Mapping the geogenic radon potential for Germany by machine learning

Sci Total Environ. 2021 Feb 1;754:142291. doi: 10.1016/j.scitotenv.2020.142291. Epub 2020 Sep 14.


The radioactive gas radon (Rn) is considered as an indoor air pollutant due to its detrimental effects on human health. In fact, exposure to Rn belongs to the most important causes for lung cancer after tobacco smoking. The dominant source of indoor Rn is the ground beneath the house. The geogenic Rn potential (GRP) - a function of soil gas Rn concentration and soil gas permeability - quantifies what "earth delivers in terms of Rn" and represents a hazard indicator for elevated indoor Rn concentration. In this study, we aim at developing an improved spatial continuous GRP map based on 4448 field measurements of GRP distributed across Germany. We fitted three different machine learning algorithms, multivariate adaptive regression splines, random forest and support vector machines utilizing 36 candidate predictors. Predictor selection, hyperparameter tuning and performance assessment were conducted using a spatial cross-validation where the data was iteratively left out by spatial blocks of 40 km*40 km. This procedure counteracts the effect of spatial auto-correlation in predictor and response data and minimizes dependence of training and test data. The spatial cross-validated performance statistics revealed that random forest provided the most accurate predictions. The predictors selected as informative reflect geology, climate (temperature, precipitation and soil moisture), soil hydraulic, soil physical (field capacity, coarse fraction) and soil chemical properties (potassium and nitrogen concentration).

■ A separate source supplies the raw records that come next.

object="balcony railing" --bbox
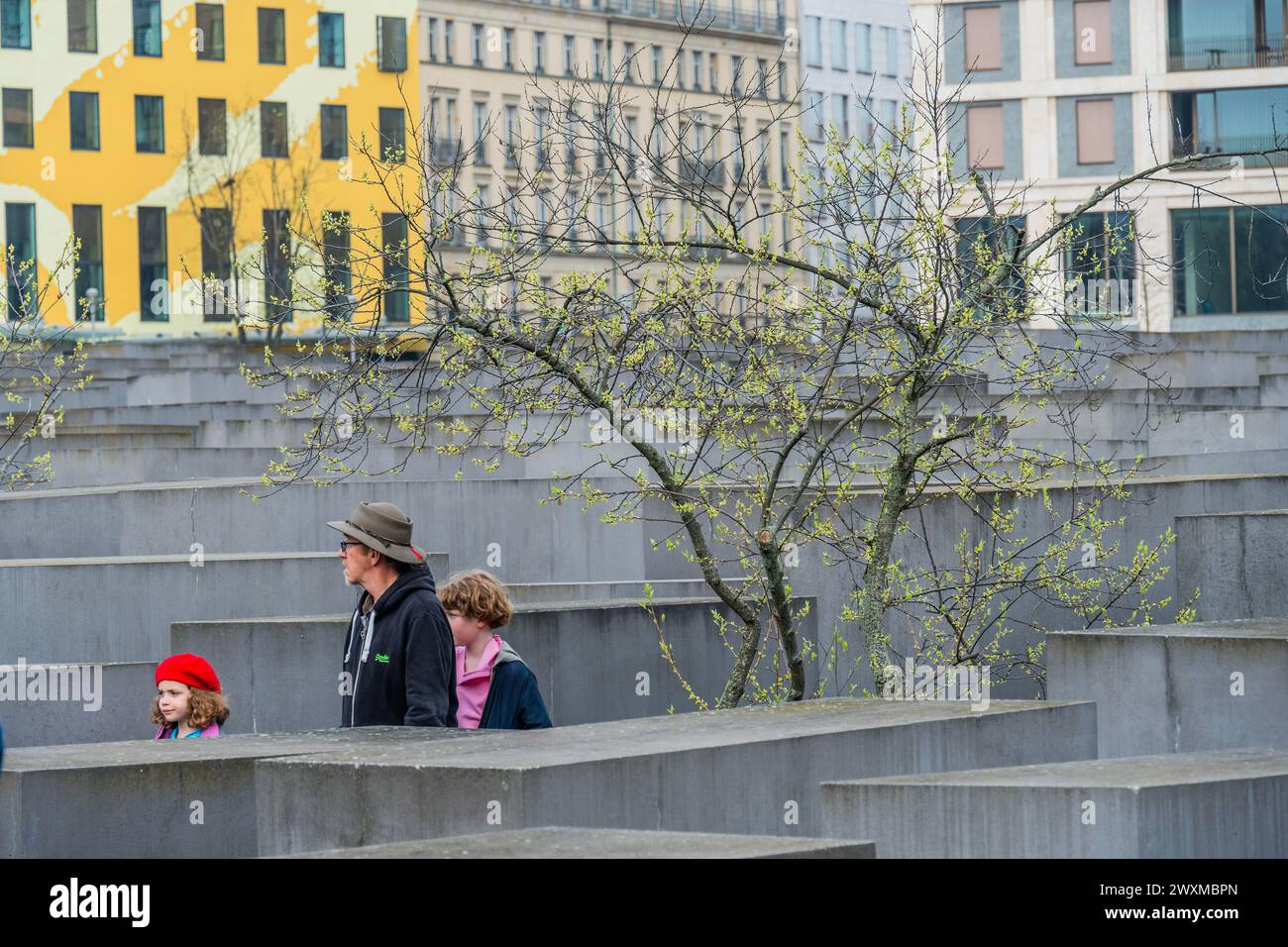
[1167,35,1288,72]
[429,136,463,164]
[1172,136,1288,167]
[567,0,787,36]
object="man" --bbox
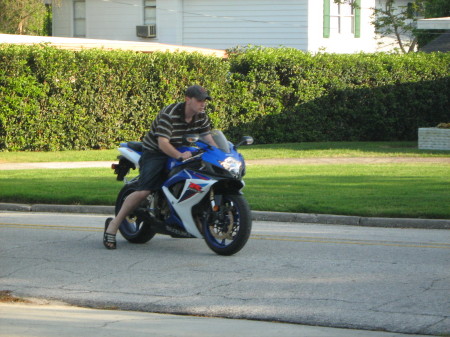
[103,85,215,249]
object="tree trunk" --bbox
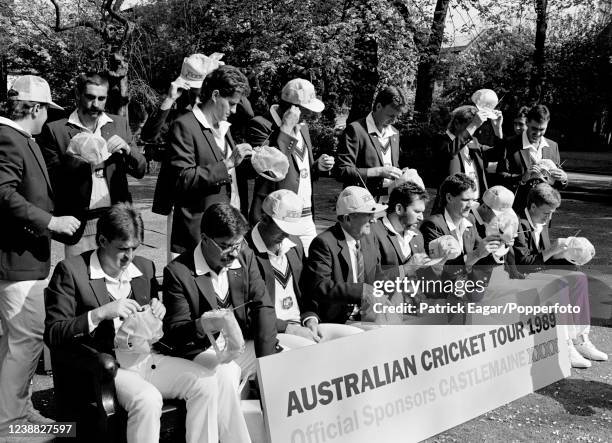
[529,0,548,103]
[414,0,450,124]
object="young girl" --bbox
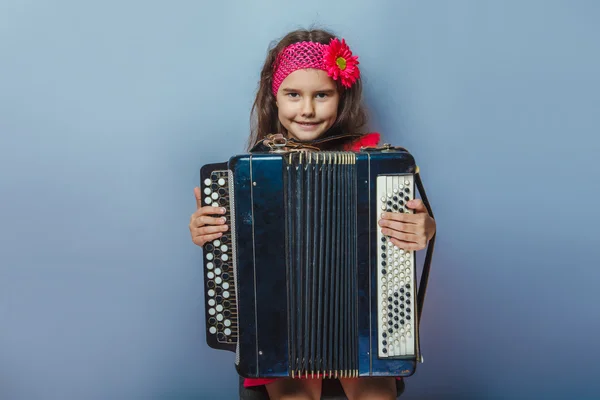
[189,30,436,400]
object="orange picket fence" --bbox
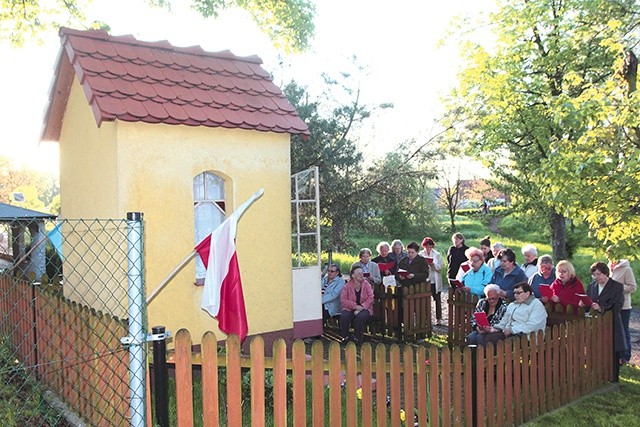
[164,315,613,426]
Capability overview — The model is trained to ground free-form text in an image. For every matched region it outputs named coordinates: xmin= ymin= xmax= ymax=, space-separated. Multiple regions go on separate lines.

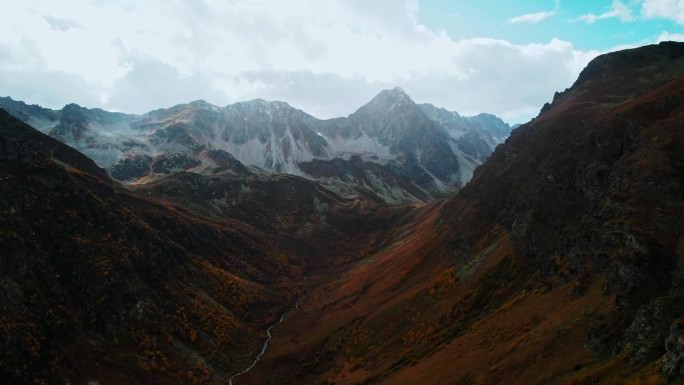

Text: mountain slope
xmin=0 ymin=88 xmax=510 ymax=202
xmin=244 ymin=43 xmax=684 ymax=384
xmin=0 ymin=110 xmax=304 ymax=384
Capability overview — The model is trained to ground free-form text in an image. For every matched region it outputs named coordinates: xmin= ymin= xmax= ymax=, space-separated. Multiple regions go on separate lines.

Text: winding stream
xmin=228 ymin=299 xmax=299 ymax=385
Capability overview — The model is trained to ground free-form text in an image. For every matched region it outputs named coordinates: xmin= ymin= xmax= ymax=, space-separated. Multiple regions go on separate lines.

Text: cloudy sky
xmin=0 ymin=0 xmax=684 ymax=123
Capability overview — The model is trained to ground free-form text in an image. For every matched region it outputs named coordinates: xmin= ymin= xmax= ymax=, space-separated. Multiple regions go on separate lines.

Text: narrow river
xmin=228 ymin=299 xmax=299 ymax=385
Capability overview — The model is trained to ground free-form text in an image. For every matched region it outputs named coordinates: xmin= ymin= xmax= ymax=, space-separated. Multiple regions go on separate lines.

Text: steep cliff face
xmin=0 ymin=88 xmax=510 ymax=203
xmin=0 ymin=110 xmax=303 ymax=384
xmin=244 ymin=43 xmax=684 ymax=384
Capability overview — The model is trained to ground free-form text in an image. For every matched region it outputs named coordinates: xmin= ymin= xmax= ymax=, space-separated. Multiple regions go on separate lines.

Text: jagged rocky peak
xmin=359 ymin=87 xmax=416 ymax=113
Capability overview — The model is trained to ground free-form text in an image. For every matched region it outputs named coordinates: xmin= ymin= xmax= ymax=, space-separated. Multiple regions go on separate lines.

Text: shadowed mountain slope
xmin=244 ymin=43 xmax=684 ymax=384
xmin=0 ymin=110 xmax=304 ymax=384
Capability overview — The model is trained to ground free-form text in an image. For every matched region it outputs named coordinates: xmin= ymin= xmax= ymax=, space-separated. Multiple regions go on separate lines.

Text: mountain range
xmin=0 ymin=88 xmax=511 ymax=202
xmin=0 ymin=42 xmax=684 ymax=385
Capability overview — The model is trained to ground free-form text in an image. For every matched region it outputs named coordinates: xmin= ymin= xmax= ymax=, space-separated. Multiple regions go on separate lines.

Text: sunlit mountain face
xmin=0 ymin=21 xmax=684 ymax=385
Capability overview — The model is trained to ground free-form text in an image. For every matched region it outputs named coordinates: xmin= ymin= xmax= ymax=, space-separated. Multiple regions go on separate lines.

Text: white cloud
xmin=508 ymin=11 xmax=557 ymax=24
xmin=641 ymin=0 xmax=684 ymax=24
xmin=575 ymin=0 xmax=633 ymax=24
xmin=0 ymin=0 xmax=636 ymax=122
xmin=657 ymin=32 xmax=684 ymax=43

Model interpretation techniques such as predictor importance as well as partial and spatial dependence plots confirmed the hypothesized dominant effect of geology on GRP, but also revealed significant contributions of the other predictors. Partial and spatial dependence plots gave further valuable insight into the quantitative predictor-response relationship and its spatial distribution. A comparison with a previous version of the German GRP map using 1359 independent test data indicates a significantly better performance of the random forest based map.

Keywords: Digital soil mapping; Geogenic radon potential; Machine learning; Partial dependence; Soil radon; Spatial cross-validation.